На вид ему лет восемнадцать. Старший говорит:

— Главное, не пугайся. Ты, когда это случится, совершенно иначе будешь смотреть. Ты тогда…

Младший снова начинает про армию. Если бы был ребенок, можно было бы «откосить». Проходит еще две минуты — и я понимаю, что он жалеет об этом ребенке.

Ну не могу же я так прямо пойти к ней и сказать: «Давай! Я в армию не хочу идти!»

Они расплачиваются и уходят — окончание этого разговора навсегда остается мне не известным. Наша очередь. Он берет четыре чизбургера, две картошки, какие-то пирожки.

— Молочный коктейль будешь? Я люблю.

— Буду.

— И два больших коктейля.

Потом, прижимая к груди пакеты, мы идем за угол в магазин, на ходу присосавшись к пластиковым трубочкам. «Вкусно?» — «Вкусно». — «Я же говорил. Вещь». Мы покупаем водку и банку оливок — и, взявшись за руки, идем обратно. Мне кажется, что я уже пьяна, потому что спокойно отдаю ему свою руку, как посторонний предмет — и так и иду.

У входа в подворотню мы останавливаемся.

— Давай подышим. И так весь день там просидел. Водку будешь?

Я первый раз пью прямо из бутылки. В институте мы все-таки всегда покупали стаканы… Девчонки. Ничего у меня не было, в этом институте, все я пропустила.

Он жует картошку и достает сигарету.

— Мне тоже дай.

Мы курим. От угла видна Третьяковка и дальше, в инее, брусчатка переулка — и за ним мостик в парк Репина. Там сейчас, наверное, как тогда, четыре дня назад, бутылки, вмерзшие в лед.

— Пойдем к реке.

— Романтика… Холодно.

— Ну так пройдемся, по улице — и обратно.
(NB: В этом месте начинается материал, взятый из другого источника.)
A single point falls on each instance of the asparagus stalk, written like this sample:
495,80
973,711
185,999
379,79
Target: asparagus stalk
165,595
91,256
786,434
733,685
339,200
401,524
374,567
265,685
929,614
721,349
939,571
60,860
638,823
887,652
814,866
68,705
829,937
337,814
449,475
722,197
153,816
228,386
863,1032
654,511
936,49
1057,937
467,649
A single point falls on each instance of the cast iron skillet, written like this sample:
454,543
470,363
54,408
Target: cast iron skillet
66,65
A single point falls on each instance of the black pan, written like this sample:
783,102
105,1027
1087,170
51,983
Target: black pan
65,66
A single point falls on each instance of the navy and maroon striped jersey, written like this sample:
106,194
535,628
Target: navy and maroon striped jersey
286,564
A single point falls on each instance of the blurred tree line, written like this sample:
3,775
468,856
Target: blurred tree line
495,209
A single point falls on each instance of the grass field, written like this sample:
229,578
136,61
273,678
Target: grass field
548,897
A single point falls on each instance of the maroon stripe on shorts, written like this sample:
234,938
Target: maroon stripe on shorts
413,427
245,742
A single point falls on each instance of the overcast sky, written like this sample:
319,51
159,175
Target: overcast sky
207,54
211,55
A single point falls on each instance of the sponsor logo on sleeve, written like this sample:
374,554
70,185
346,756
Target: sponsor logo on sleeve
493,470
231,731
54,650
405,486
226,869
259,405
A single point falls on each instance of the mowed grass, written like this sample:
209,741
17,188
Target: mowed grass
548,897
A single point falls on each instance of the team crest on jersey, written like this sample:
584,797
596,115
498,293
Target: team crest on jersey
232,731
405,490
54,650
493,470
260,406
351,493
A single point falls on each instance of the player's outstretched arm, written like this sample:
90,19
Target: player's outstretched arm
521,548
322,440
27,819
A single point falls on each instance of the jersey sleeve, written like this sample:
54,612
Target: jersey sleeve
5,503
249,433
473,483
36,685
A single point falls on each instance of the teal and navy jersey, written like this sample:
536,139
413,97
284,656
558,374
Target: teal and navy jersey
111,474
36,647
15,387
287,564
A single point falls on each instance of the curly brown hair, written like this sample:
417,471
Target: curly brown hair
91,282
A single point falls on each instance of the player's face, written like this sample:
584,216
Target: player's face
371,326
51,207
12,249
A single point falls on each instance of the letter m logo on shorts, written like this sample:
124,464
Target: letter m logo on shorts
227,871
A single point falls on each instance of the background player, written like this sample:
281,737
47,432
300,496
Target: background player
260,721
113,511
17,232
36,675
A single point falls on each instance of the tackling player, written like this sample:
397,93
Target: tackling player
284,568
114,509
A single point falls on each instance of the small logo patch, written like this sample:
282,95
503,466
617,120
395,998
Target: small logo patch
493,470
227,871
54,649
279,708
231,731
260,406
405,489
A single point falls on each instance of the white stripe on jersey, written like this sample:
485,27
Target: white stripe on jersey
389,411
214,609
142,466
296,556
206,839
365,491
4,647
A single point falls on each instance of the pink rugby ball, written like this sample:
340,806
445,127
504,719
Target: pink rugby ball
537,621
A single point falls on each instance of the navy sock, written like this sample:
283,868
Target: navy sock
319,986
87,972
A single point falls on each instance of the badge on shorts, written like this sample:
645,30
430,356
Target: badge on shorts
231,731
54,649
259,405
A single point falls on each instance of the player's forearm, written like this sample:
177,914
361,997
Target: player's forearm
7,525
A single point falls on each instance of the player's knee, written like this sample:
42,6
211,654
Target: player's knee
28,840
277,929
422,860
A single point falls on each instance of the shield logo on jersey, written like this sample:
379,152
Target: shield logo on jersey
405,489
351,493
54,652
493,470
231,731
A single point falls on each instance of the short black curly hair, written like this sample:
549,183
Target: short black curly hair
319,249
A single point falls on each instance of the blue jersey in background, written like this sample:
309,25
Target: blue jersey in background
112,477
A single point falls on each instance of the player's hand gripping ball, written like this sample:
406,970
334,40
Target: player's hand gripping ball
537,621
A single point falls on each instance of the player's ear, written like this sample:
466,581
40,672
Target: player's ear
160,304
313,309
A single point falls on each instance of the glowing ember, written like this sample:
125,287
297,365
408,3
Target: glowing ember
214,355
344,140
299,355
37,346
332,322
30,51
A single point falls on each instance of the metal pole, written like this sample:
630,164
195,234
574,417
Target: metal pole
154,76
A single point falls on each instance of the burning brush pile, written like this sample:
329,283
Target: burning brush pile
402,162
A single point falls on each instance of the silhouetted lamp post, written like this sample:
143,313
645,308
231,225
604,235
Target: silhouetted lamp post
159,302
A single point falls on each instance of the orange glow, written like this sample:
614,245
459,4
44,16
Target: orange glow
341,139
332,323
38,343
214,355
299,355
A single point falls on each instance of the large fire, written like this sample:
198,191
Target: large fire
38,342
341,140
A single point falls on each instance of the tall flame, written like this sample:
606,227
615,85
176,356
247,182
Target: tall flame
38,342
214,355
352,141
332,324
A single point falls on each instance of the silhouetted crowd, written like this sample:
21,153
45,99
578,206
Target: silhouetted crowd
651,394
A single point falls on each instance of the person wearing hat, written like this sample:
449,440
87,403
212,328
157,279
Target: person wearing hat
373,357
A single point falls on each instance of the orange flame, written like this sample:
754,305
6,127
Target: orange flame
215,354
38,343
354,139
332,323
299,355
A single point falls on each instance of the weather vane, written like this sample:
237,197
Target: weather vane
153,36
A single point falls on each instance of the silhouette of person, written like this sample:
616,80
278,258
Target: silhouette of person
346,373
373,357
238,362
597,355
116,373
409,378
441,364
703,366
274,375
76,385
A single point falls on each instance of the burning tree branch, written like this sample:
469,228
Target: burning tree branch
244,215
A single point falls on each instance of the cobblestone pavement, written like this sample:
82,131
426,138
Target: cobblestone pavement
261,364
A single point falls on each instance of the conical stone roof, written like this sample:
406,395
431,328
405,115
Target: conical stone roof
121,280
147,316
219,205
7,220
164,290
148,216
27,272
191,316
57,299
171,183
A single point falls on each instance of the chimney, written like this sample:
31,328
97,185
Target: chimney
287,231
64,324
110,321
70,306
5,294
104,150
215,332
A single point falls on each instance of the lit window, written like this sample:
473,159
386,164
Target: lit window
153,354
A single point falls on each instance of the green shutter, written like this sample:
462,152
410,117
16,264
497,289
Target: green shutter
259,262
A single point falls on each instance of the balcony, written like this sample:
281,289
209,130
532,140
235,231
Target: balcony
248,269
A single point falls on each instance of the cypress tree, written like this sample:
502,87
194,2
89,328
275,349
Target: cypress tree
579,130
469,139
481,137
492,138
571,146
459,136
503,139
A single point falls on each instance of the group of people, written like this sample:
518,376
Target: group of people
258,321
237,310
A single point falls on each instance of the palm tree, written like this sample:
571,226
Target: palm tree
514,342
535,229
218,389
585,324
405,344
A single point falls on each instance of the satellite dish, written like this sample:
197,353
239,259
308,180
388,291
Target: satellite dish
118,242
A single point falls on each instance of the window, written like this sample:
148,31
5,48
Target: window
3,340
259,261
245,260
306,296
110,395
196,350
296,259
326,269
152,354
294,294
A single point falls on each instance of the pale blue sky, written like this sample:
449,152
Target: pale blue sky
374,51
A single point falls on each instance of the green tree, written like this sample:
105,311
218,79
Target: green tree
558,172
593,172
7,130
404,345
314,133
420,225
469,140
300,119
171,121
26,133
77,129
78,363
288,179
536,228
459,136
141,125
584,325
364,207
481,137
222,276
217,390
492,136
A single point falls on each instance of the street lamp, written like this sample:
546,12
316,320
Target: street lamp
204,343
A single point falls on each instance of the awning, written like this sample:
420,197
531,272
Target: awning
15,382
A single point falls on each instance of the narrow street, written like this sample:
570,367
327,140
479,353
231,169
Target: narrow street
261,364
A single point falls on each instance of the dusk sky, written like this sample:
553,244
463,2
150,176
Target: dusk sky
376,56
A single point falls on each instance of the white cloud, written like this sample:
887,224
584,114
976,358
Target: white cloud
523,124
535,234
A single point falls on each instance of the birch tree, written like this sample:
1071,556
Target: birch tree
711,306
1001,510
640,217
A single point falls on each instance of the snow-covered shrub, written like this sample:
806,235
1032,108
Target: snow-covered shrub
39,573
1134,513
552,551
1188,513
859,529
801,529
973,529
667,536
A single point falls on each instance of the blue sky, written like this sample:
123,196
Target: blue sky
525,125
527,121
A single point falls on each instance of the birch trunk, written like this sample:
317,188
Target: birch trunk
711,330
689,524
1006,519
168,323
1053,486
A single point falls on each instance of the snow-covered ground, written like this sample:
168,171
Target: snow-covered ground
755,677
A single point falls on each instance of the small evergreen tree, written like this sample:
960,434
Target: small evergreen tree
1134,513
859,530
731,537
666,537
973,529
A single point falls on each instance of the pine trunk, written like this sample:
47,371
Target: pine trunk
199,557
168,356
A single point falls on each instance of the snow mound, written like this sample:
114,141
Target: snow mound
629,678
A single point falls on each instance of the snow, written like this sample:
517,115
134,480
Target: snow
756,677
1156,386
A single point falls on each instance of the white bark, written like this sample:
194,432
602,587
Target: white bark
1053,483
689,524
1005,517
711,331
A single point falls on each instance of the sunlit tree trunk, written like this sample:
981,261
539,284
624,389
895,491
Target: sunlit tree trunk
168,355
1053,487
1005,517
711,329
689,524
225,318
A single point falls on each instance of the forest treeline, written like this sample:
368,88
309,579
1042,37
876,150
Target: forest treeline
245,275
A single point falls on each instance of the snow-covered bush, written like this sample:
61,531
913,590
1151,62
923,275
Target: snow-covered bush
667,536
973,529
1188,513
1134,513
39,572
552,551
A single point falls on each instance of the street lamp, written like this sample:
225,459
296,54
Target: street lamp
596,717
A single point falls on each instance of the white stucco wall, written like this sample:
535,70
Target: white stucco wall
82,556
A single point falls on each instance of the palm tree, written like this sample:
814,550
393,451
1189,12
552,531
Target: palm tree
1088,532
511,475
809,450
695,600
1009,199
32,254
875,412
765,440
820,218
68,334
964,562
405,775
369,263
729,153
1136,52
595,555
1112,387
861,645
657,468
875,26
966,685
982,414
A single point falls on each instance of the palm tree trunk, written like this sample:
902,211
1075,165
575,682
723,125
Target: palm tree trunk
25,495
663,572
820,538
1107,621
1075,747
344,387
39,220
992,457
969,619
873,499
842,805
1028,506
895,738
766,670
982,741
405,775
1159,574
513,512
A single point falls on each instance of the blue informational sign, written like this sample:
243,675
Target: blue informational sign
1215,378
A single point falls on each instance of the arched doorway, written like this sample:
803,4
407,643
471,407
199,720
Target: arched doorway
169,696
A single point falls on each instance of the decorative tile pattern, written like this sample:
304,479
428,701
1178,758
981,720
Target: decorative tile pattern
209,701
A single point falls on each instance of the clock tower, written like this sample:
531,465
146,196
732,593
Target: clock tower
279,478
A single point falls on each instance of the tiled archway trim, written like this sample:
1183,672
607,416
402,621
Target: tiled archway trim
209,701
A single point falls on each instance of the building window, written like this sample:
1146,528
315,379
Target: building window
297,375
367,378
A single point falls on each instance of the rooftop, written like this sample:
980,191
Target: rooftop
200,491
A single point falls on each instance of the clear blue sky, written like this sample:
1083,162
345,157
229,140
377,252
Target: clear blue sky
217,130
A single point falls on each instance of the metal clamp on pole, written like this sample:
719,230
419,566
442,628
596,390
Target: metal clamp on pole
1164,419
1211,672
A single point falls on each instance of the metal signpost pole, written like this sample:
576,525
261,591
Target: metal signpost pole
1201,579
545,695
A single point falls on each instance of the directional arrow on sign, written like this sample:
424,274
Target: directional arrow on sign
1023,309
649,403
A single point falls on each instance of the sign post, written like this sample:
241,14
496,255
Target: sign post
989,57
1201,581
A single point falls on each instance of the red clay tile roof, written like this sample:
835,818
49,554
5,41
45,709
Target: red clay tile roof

Мы доходим до мостика, поднимаемся, пьем еще, наверху. Прямо перед нами темное пятно «Дома на набережной». Угол ярко освещен — там кинотеатр «Ударник», ресторан и казино. Дальше, влево, угадывается церетелиевский Петр — а справа должен быть Храм Христа Спасителя, но его не видно. Где-то за нами, вдалеке, Кремль. Мы идем назад.

В подвале темно и тепло. Через зал пробираешься ощупью — до коридора, где он оставил гореть свет. Он ставит пакеты на стол, я снимаю пальто и начинаю мыть посуду — самое женское занятие, лучшее занятие, зря на него все грешат. Мою две чашки, пепельницу, протираю стол, перемываю какие-то стопки, найденные в шкафу. Он достает спальник, раскатывает и кладет его прямо на полу, так что места практически не остается. Здесь жарко и я делаю то, на что не решалась раньше — сразу снимаю свитер и остаюсь в одной майке. Он тоже сдирает с себя почти все, остается в майке и в трусах, запихивает их в шкаф, другой рукой разливая водку.

— А я жрать хочу, оказывается. Давай, за тебя.

Мы пьем и быстро едим, опять пьем, я давлюсь чизбургером — никогда бы не подумала, что буду есть еду из «Макдоналдса», но это даже вкусно в каком-то смысле. Потом курим и пьем чай — все это быстро, почти без разговоров. Потом он ложится — я медлю несколько секунд и ложусь рядом с ним. Мы лежим и глядим в потолок — просто. Потолок серый, бетонный — это, наверное, было бомбоубежище. Потом начинается медленное движение — и мы долго, спокойно, очень медленно занимаемся любовью.

В русском языке нет слов для обозначения этого процесса, кроме медицинских и матерных, нам объясняли на третьем курсе. Остается только переводить. Making love. Потом он встает и гасит свет.

— Ты же хотел работать.

— А сейчас не хочу.

Он обнимает меня и засыпает — и я засыпаю, почти сразу же — в духоте, в тишине, в окружении новых запахов — подвала и чужого тела. Засыпаю, обнимая его.